Minacciata, soggiogata, picchiata, privata di contatti liberi con familiari e figlia o di indossare vestiti "che ne esaltassero la femminilità". Fino all’atto estremo, l’assassinio. Parole durissime quelle utilizzate dalla Procura nei confronti del 44enne bolognese, un vecchio precedente alle spalle, per alcuni anni fidanzato con Kristina. Soffocata, così parlano gli atti, dopo l’ennesimo litigio: omicidio volontario aggravato dallo stalking per fatti andati avanti dall’autunno 2016 al febbraio 2019. Un periodo in cui la vita della donna si trasformò in un inferno, "costretta a vivere una perdurante, assoluta condizione di soggezione e paura per la propria incolumità, fino a ridurla in uno stato di segregazione morale, imponendole radicali mutamenti delle proprie abitudini di vita". Dall’abbandono del lavoro, "per ridurre le occasioni di contatto con altri uomini", alla privazione di telefono e pc per evitare accessi "sui social network".

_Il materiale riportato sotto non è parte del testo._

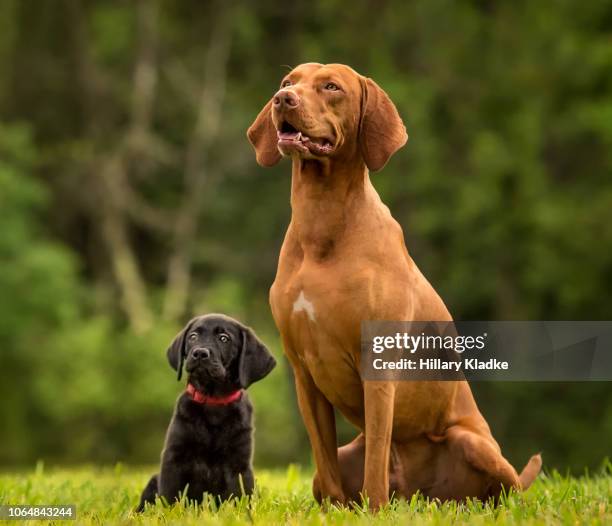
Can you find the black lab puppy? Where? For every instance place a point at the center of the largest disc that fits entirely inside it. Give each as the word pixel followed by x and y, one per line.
pixel 209 442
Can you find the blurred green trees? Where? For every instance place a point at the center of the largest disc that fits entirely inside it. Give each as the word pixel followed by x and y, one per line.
pixel 130 199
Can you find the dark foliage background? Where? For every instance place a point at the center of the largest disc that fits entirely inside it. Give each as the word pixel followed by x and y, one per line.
pixel 130 199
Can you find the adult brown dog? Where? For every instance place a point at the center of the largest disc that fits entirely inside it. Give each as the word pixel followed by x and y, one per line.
pixel 343 261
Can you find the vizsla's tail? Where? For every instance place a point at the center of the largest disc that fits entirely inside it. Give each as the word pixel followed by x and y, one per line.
pixel 531 471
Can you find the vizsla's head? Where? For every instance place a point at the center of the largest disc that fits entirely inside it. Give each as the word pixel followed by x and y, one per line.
pixel 328 111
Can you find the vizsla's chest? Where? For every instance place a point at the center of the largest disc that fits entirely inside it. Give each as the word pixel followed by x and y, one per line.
pixel 318 312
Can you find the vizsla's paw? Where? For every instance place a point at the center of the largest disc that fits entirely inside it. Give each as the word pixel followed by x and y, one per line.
pixel 375 501
pixel 333 495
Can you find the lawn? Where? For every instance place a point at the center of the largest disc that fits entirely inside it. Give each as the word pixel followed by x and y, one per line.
pixel 106 496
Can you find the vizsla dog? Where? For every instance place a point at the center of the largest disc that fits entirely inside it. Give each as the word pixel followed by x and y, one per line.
pixel 343 261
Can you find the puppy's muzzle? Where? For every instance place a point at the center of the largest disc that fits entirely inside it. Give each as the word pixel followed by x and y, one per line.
pixel 201 353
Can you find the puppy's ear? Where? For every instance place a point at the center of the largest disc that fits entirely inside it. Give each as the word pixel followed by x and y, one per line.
pixel 176 351
pixel 262 135
pixel 255 360
pixel 381 130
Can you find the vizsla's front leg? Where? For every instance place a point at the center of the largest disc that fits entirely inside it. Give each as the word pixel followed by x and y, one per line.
pixel 319 419
pixel 378 401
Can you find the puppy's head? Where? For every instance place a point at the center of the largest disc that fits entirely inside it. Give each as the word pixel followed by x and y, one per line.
pixel 219 353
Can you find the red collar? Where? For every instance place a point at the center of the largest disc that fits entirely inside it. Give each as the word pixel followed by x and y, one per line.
pixel 201 398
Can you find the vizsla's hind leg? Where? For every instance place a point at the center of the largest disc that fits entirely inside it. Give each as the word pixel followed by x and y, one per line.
pixel 475 467
pixel 351 460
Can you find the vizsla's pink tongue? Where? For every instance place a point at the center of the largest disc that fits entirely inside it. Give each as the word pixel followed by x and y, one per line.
pixel 290 136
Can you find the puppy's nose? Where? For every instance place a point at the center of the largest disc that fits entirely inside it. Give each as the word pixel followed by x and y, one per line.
pixel 285 99
pixel 201 353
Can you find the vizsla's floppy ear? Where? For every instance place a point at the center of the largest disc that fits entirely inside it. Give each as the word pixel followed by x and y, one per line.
pixel 176 351
pixel 381 130
pixel 255 360
pixel 262 135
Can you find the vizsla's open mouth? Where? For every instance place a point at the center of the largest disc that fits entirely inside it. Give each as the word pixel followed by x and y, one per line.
pixel 291 139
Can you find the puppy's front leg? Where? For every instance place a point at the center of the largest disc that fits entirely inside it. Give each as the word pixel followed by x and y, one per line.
pixel 238 484
pixel 173 478
pixel 379 398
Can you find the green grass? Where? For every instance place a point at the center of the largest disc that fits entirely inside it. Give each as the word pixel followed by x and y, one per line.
pixel 107 496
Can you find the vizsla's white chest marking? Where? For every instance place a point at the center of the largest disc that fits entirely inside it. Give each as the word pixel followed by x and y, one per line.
pixel 302 304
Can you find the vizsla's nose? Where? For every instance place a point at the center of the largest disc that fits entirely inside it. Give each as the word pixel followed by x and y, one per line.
pixel 201 353
pixel 285 99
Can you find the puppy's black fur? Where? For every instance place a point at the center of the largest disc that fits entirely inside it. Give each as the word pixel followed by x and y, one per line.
pixel 209 447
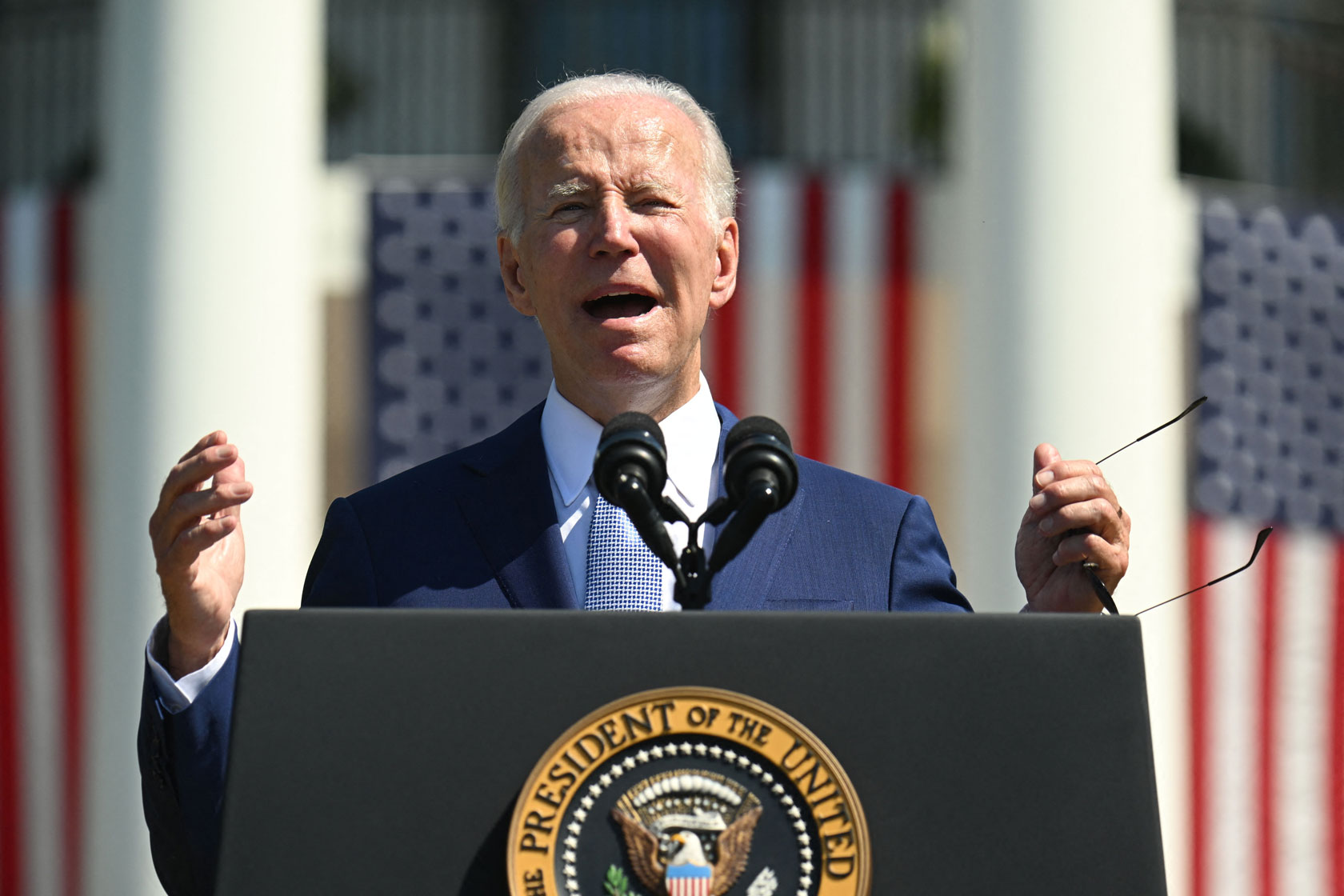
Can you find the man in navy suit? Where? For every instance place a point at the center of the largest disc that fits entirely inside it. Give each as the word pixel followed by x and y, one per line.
pixel 617 234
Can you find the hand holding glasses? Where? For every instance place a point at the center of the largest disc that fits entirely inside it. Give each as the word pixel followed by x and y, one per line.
pixel 1100 587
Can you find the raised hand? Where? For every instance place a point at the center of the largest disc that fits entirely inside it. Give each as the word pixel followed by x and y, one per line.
pixel 1073 518
pixel 198 540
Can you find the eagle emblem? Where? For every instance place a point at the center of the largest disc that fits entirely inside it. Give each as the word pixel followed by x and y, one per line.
pixel 687 832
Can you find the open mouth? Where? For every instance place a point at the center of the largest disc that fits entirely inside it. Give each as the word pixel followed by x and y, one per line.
pixel 614 306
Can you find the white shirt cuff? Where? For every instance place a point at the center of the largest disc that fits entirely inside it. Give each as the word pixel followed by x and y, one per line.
pixel 180 694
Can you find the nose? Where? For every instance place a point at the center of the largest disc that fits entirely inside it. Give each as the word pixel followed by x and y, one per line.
pixel 612 230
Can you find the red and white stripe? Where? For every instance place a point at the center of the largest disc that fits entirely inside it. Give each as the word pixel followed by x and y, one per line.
pixel 818 334
pixel 42 640
pixel 689 886
pixel 1266 714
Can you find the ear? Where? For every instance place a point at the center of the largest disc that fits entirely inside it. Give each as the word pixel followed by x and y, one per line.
pixel 511 270
pixel 726 265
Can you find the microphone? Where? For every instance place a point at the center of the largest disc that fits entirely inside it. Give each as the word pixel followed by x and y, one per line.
pixel 761 477
pixel 630 469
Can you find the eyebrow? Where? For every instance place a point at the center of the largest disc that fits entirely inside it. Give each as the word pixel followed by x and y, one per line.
pixel 571 188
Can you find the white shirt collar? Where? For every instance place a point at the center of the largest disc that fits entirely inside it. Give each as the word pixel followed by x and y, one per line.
pixel 570 438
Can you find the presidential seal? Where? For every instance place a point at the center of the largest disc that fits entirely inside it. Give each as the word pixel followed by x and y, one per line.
pixel 689 791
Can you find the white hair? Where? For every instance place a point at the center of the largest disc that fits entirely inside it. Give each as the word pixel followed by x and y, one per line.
pixel 721 184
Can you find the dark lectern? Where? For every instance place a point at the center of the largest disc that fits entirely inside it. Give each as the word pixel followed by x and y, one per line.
pixel 382 751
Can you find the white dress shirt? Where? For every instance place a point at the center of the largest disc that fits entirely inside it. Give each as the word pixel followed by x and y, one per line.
pixel 570 438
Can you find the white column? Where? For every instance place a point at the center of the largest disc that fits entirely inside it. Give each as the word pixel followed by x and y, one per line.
pixel 203 316
pixel 1073 253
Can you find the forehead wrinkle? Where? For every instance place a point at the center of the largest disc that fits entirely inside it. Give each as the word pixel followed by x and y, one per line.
pixel 578 158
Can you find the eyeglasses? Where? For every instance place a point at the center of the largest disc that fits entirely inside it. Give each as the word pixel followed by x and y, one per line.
pixel 1100 587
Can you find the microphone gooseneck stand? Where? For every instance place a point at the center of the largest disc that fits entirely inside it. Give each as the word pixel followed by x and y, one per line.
pixel 760 476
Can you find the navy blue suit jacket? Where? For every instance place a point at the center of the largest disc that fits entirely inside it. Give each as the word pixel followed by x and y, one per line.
pixel 478 528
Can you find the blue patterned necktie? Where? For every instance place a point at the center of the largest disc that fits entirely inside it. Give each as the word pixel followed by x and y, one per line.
pixel 622 574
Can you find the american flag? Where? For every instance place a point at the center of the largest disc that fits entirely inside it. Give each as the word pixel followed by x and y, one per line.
pixel 1268 646
pixel 818 334
pixel 452 362
pixel 42 595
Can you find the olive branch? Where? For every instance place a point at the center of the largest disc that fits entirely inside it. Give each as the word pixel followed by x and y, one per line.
pixel 617 884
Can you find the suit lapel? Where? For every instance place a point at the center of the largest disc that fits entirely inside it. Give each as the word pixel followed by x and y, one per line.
pixel 508 506
pixel 745 582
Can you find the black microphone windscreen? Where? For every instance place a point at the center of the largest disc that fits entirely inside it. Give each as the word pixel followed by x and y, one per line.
pixel 750 426
pixel 634 421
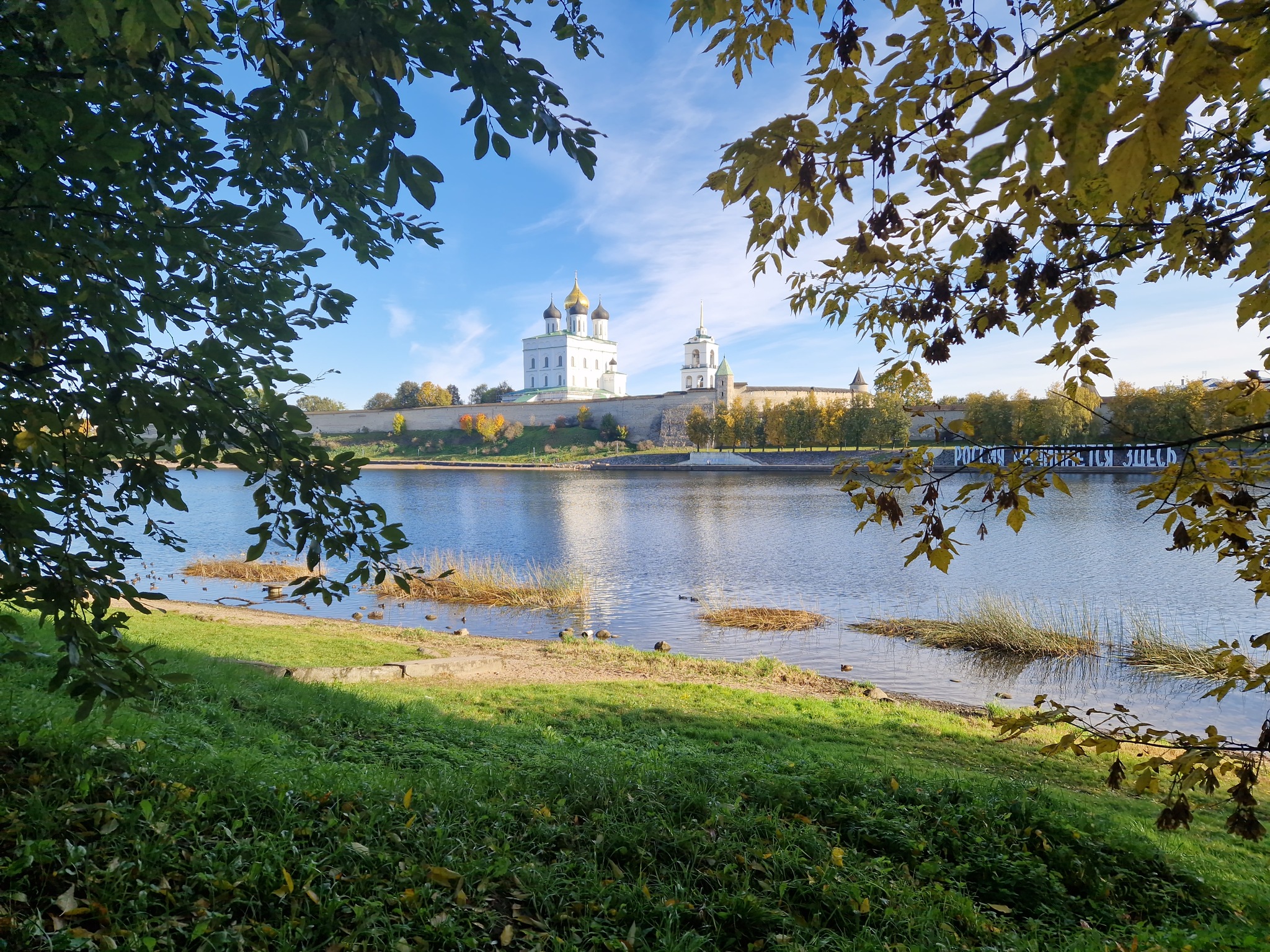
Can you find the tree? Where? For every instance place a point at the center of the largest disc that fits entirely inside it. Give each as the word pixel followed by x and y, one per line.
pixel 913 387
pixel 407 395
pixel 1110 136
pixel 311 404
pixel 484 394
pixel 433 395
pixel 488 427
pixel 722 428
pixel 699 427
pixel 150 273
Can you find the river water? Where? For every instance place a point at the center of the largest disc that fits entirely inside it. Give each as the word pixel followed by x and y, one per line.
pixel 644 540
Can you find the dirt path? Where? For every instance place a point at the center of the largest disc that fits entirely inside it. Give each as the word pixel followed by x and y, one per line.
pixel 553 662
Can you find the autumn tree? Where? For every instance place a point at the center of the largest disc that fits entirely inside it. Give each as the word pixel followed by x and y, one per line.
pixel 311 404
pixel 1047 149
pixel 154 282
pixel 699 427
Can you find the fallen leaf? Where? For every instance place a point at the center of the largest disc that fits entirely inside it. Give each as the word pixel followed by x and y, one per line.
pixel 287 886
pixel 442 876
pixel 66 902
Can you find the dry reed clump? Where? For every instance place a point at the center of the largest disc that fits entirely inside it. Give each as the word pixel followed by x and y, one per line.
pixel 995 625
pixel 1163 655
pixel 763 619
pixel 242 570
pixel 491 582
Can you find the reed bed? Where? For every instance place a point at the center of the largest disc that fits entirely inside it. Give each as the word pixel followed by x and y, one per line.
pixel 1163 655
pixel 242 570
pixel 763 619
pixel 492 582
pixel 993 624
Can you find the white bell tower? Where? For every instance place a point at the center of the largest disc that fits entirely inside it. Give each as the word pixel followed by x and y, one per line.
pixel 700 358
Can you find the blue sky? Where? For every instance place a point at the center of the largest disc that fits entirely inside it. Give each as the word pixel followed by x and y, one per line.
pixel 646 239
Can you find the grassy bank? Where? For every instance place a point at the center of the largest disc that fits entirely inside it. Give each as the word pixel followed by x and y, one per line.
pixel 491 582
pixel 252 813
pixel 993 624
pixel 242 570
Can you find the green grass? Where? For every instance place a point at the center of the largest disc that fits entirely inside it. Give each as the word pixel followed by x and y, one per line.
pixel 993 624
pixel 304 643
pixel 244 811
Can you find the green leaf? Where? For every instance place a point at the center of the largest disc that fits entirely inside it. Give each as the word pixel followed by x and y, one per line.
pixel 987 163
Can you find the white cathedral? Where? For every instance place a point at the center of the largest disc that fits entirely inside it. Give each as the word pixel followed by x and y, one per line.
pixel 574 358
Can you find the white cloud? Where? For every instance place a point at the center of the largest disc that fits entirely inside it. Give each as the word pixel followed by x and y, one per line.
pixel 456 353
pixel 401 320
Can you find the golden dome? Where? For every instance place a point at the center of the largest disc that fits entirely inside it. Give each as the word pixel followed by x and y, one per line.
pixel 575 298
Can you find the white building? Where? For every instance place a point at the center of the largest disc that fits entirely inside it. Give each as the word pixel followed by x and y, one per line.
pixel 573 359
pixel 700 358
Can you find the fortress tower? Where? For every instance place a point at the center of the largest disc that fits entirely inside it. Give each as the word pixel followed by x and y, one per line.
pixel 700 357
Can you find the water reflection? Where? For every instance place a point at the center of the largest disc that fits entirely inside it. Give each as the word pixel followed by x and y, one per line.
pixel 788 540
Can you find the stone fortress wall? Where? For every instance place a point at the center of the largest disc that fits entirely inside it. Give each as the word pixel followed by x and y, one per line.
pixel 660 418
pixel 642 415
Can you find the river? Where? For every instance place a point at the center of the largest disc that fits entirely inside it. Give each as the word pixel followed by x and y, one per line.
pixel 644 540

Addirittura lui la obbligò a "non ricevere notizie della figlia, avuta da una precedente relazione". Nessun contatto nemmeno con i genitori (la famiglia è rappresentata dall’avvocato Cesarina Mitaritonna), "se non con l’uso di biglietti manoscritti". Poi le botte, i lividi sulla pelle, le minacce di morte. Il 10 ottobre Cappello chiese di essere interrogato, tutto poi fu sospeso per la sua forte emozione. Una settimana più tardi ecco una serie di dichiarazioni spontanee per ribadire la ’sua’ verità. Sui tagli, "occasionali e procurati sul lavoro", che gli furono riscontrati uno sul collo e due sul busto e soprattutto sull’ultima volta che incontrò Kristina, "ad inizio marzo".